The phone rang. Annie said, “Damn,” and got up to answer it. She returned, phone in hand. “It’s for you.”

“Where the hell are you?” Kathleen demanded, immediately raising Sam’s ire.

“Ever try saying hello?”

“Don’t get smart with me, dammit. Russ just called from the emergency room at Salem Hospital.”

“Oh lord, what’s happened?” Guilt fell on Sam like a landslide. He never should have left home.

“He’s got a broken nose, two broken ribs and a dislocated jaw. I could hardly understand him.”

“Did he have an accident?”

“Yeah. Ran into a fist. It all started when he called here about five asking if Teresa was here.”

“She went to her parents, didn’t she?” Sam said.

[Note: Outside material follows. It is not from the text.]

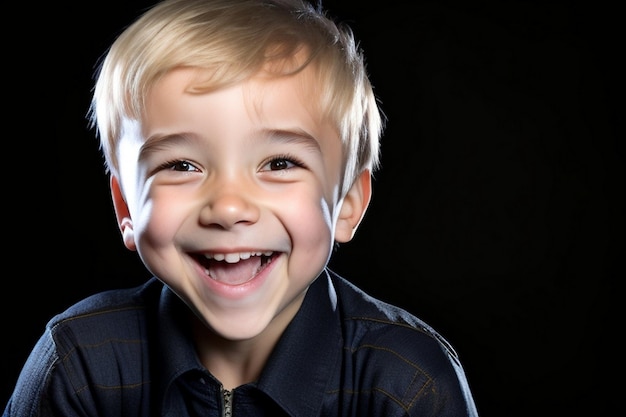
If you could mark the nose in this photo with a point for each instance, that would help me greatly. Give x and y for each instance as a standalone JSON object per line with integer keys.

“That’s what I told him. Then he said, she’d cleaned him out. When he got home from work most all the furniture was gone. She’d left him a bed, a table, a couple of chairs, and a note saying she was filing for divorce.”

“How’d he get beat up?”

“As best as I can tell — he wasn’t speaking too clearly — he went to her house demanding to talk with her. Instead, two of her brothers came out and beat him up. Somehow he managed to drive himself to the hospital. Now he wants someone to come get him tomorrow morning.”

“Can you do that?”

Bitterly, she said, “Goddamit, it’s not my job. I’ll do it, but I’m not bringing him here to my place. I’m taking him to your house. Stay where you are as long as you want, that’s none of my business, but just know that Russ’ll be lying in bed at your house.” She hung up.

Defeated, Sam looked at Annie. “I’ve got to go home.”